Their popularity has never waned. All was going to plan but lead singer Dave recalls the 1978 Royal Variety Performance very well.

“Through our song we had serious technical difficulties as the revolving stage had unplugged our leads. We somehow got away with the problems we were facing, and at least, managed to meet the Queen Mother after the show. One performance we’ll never ever forget that’s for sure,” said Dave.

On doo-wop, Romeo felt very strong about those groups and artists who sold their songs for a pittance.

“Chuck Berry after years of being ripped off always got paid in cash – he demanded it. The only work many black artists could get in America at that time was known as the Chitlin Circuit. Even white bands in those days were ripped off, as we now all know. Fortunately, youngsters today are more savvy,” Romeo said.

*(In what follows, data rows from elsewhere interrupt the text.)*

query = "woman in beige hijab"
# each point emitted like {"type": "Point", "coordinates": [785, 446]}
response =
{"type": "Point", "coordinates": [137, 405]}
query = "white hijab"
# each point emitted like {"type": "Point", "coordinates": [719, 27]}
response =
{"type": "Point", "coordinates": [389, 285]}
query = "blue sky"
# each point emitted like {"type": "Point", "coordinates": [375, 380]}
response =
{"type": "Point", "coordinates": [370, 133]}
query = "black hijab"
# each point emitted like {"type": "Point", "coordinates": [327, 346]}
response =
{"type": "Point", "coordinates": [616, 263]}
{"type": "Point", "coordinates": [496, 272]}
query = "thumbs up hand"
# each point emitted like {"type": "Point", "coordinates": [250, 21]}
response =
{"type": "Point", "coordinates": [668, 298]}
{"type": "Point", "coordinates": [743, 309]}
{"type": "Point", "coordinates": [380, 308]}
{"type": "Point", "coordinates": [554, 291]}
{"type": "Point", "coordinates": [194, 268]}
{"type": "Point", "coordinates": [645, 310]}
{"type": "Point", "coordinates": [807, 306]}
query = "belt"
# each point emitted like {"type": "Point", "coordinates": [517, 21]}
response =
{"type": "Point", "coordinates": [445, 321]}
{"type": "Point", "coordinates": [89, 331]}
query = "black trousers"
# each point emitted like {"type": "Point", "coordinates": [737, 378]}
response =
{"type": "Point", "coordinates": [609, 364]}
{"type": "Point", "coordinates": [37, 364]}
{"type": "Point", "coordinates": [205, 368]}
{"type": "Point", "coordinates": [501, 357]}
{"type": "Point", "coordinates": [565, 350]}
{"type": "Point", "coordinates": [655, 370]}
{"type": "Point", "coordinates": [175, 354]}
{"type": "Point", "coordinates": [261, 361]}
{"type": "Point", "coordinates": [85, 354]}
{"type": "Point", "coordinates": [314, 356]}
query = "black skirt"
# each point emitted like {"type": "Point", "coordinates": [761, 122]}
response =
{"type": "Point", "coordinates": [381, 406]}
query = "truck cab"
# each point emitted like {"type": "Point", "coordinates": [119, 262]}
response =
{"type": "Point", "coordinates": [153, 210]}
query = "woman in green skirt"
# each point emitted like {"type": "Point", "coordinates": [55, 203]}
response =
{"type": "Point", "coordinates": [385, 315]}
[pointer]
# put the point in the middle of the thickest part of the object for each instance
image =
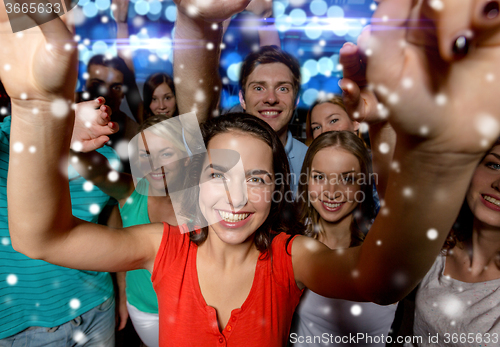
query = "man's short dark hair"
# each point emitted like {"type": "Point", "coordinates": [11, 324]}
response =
{"type": "Point", "coordinates": [268, 55]}
{"type": "Point", "coordinates": [116, 63]}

Of the original band members, only drummer Romeo survives. Lead singer Dave Bartram no longer tours with the band but manages it. Former drummer of Alvin Stardust Rob now plays in the band providing bass, drums and percussion and once did a stint with Wishbone Ash, with Tommy making the band a six- piece today.

Original bassist Rod Deas retired earlier this year, following Trevor Oakes, Russ Field, Malcolm ‘Duke’ also went into retirement. Sadly, bass player Al James died just before Christmas and after retiring to Spain, Buddy Gask died in 2011.

The current line-up is fronted by Andy Pelos, a reincarnation of Dave Bartram, with many people who see the show thinking he’s Dave’s son. He has a Freddie Mercury-like stage presence about him and he whips up the audience with infinite ease.

As the sell-out at Wimborne witnessed, from their first song to their last, their infectious stage show is a joy to watch as they dance through every hit – with the odd cartwheel thrown in for good measure.

The real question is not WHEN they will ever call it a day but WHEN are they re-booked. As Frankie and the Lymons would say… “This Rock and Roll tour is here to stay!”